SpikCommander: A High-performance Spiking Transformer with Multi-view Learning for Efficient Speech Command Recognition
- URL: http://arxiv.org/abs/2511.07883v2
- Date: Fri, 14 Nov 2025 01:33:24 GMT
- Title: SpikCommander: A High-performance Spiking Transformer with Multi-view Learning for Efficient Speech Command Recognition
- Authors: Jiaqi Wang, Liutao Yu, Xiongri Shen, Sihang Guo, Chenlin Zhou, Leilei Zhao, Yi Zhong, Zhiguo Zhang, Zhengyu Ma,
- Abstract summary: Spiking neural networks (SNNs) offer a promising path toward energy-efficient speech command recognition (SCR)<n>Existing SNN-based SCR methods often struggle to capture rich temporal dependencies and contextual information from speech.<n>We first introduce the multi-view spiking temporal-aware self-attention (MSTASA) module, which combines effective spiking temporal-aware attention with a multi-view learning framework.

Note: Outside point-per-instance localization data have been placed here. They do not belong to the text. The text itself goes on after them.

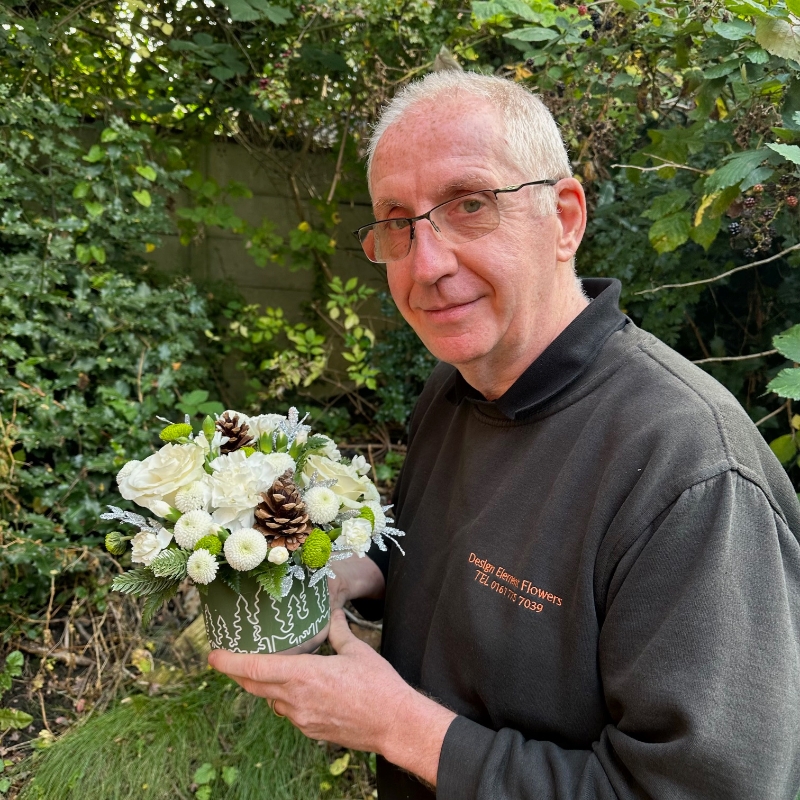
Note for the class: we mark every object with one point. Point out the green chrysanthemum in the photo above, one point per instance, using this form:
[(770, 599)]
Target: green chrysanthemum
[(317, 549), (178, 430), (116, 543), (210, 543)]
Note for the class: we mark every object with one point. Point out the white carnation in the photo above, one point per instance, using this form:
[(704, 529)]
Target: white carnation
[(236, 487), (192, 527), (357, 535), (281, 462), (245, 549), (278, 555), (162, 475), (146, 546), (360, 465), (322, 504), (380, 516), (196, 495), (202, 566)]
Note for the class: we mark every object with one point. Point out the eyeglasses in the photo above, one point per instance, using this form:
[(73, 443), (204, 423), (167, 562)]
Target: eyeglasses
[(459, 220)]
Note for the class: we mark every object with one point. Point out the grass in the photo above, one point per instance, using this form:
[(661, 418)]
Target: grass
[(150, 748)]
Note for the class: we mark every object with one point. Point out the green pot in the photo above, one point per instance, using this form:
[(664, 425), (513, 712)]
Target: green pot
[(254, 622)]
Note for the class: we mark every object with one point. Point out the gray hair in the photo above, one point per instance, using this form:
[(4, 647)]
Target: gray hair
[(535, 143)]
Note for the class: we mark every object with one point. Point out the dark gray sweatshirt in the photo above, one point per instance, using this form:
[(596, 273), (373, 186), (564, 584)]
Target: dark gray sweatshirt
[(602, 578)]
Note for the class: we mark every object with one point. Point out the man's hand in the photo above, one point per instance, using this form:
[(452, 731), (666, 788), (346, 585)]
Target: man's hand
[(354, 698)]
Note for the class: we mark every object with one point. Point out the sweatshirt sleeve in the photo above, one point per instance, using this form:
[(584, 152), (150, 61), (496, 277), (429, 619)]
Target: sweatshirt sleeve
[(699, 655)]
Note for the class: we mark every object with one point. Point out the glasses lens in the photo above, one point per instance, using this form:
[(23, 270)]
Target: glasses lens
[(386, 241), (467, 218)]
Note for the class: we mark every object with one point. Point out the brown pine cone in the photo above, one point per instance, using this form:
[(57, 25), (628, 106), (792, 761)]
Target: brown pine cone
[(281, 515), (238, 433)]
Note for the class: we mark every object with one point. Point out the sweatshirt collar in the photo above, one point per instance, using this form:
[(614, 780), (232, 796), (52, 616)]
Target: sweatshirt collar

- Score: 15.046045835808314
- License: http://arxiv.org/licenses/nonexclusive-distrib/1.0/
- Abstract: Spiking neural networks (SNNs) offer a promising path toward energy-efficient speech command recognition (SCR) by leveraging their event-driven processing paradigm. However, existing SNN-based SCR methods often struggle to capture rich temporal dependencies and contextual information from speech due to limited temporal modeling and binary spike-based representations. To address these challenges, we first introduce the multi-view spiking temporal-aware self-attention (MSTASA) module, which combines effective spiking temporal-aware attention with a multi-view learning framework to model complementary temporal dependencies in speech commands. Building on MSTASA, we further propose SpikCommander, a fully spike-driven transformer architecture that integrates MSTASA with a spiking contextual refinement channel MLP (SCR-MLP) to jointly enhance temporal context modeling and channel-wise feature integration. We evaluate our method on three benchmark datasets: the Spiking Heidelberg Dataset (SHD), the Spiking Speech Commands (SSC), and the Google Speech Commands V2 (GSC). Extensive experiments demonstrate that SpikCommander consistently outperforms state-of-the-art (SOTA) SNN approaches with fewer parameters under comparable time steps, highlighting its effectiveness and efficiency for robust speech command recognition.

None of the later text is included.